The word you are looking for is "incorrect".
> # to save output > python pxb.py hex.txt > px9_out_hex.txt
>
> nLenN=3 # n. of digits for lines
>
> # version almost thoroughly rewritten on the ground of
> # the critics and modifications suggested by Chris Angelico
>
> # in the first version the utf-8 conversion to hex was shown
> horizontaly:
>
> # 005 # qwerty: non è unicode bensì ascii
> # 2 7767773 666 ca 7666666 6667ca 676660
> # 3 175249a efe 38 5e93f45 25e33c 13399a
Oh! We're supposed to read the output *downwards*! That's not very
intuitive. It took me a while to work that out. You should at least say
so.
> # ... but I had to insert additional chars to keep the
> # synchronization between the literal and the hex part
>
> # 005 # qwerty: non è. unicode bensì. ascii
> # 2 7767773 666 ca 7666666 6667ca 676660
> # 3 175249a efe 38 5e93f45 25e33c 13399a
Well that sucks, because now sometimes you have to read downwards
(character 'q' -> hex 71, reading downwards) and sometimes you read both
downwards and across (character 'è' -> hex c3a8). Sometimes a dot means a
dot and sometimes it means filler. How is the user supposed to know when
to read down and when across?
> # in the second version I followed Chris suggestion:
> # "to show the hex utf-8 vertically"
You're already showing UTF-8 characters vertically, if they happen to be
a one-byte character.
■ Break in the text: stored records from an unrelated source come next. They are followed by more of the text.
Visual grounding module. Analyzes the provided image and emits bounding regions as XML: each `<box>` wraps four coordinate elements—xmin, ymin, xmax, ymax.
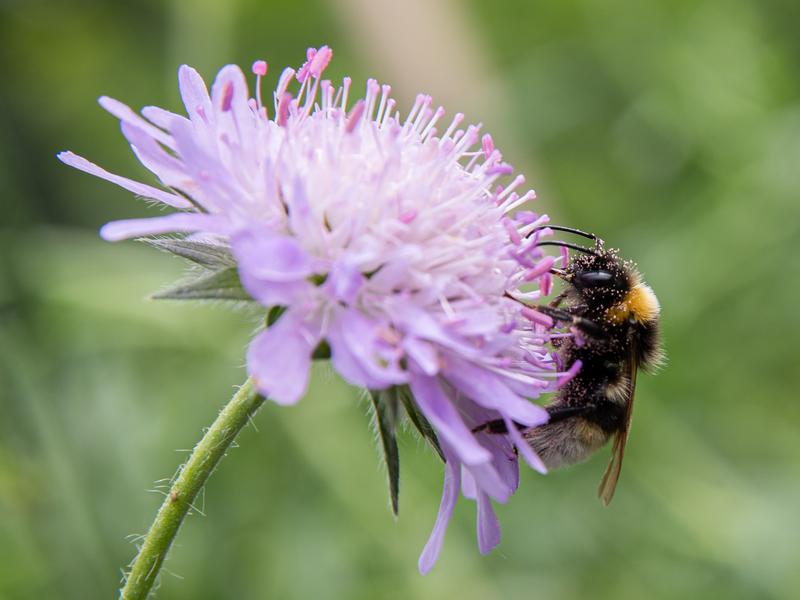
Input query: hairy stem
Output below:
<box><xmin>120</xmin><ymin>378</ymin><xmax>264</xmax><ymax>599</ymax></box>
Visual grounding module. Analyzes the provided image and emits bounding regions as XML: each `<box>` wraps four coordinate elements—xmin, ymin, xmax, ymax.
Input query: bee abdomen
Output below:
<box><xmin>635</xmin><ymin>319</ymin><xmax>664</xmax><ymax>372</ymax></box>
<box><xmin>524</xmin><ymin>418</ymin><xmax>609</xmax><ymax>469</ymax></box>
Better to be consistent and always show characters
vertical, regardless of whether they are one, two or four bytes.
> # 005 # qwerty: non è unicode bensì ascii
> # 2 7767773 666 c 7666666 6667c 676660
> # 3 175249a efe 3 5e93f45 25e33 13399a
> # a a
> # 8 c
Much better! Now at least you can trivially read down the column to see
the bytes used for each character. As an alternative, you can space each
character to show the bytes horizontally, displaying spaces and other
invisible characters either as dots, backslash escapes, or Unicode
control pictures, whichever you prefer. The example below uses dots for
spaces and backslash escape for newline:
q w e r t y : . n o n . è . u n i
71 77 65 72 74 79 3a 20 6e 6f 6e 20 c3 a8 20 75 6e 69
c o d e . b e n s ì . a s c i i \n
63 6f 64 65 20 62 65 6e 73 c3 ac 20 61 73 63 69 69 0a
There will always be some ambiguity between (e.g.) dot representing a
dot, and it representing an invisible control character or space, but the
reader can always tell them apart by reading the hex value, which you
*always* read horizontally whether it is one byte, two or four. There's
never any confusion whether you should read down or across.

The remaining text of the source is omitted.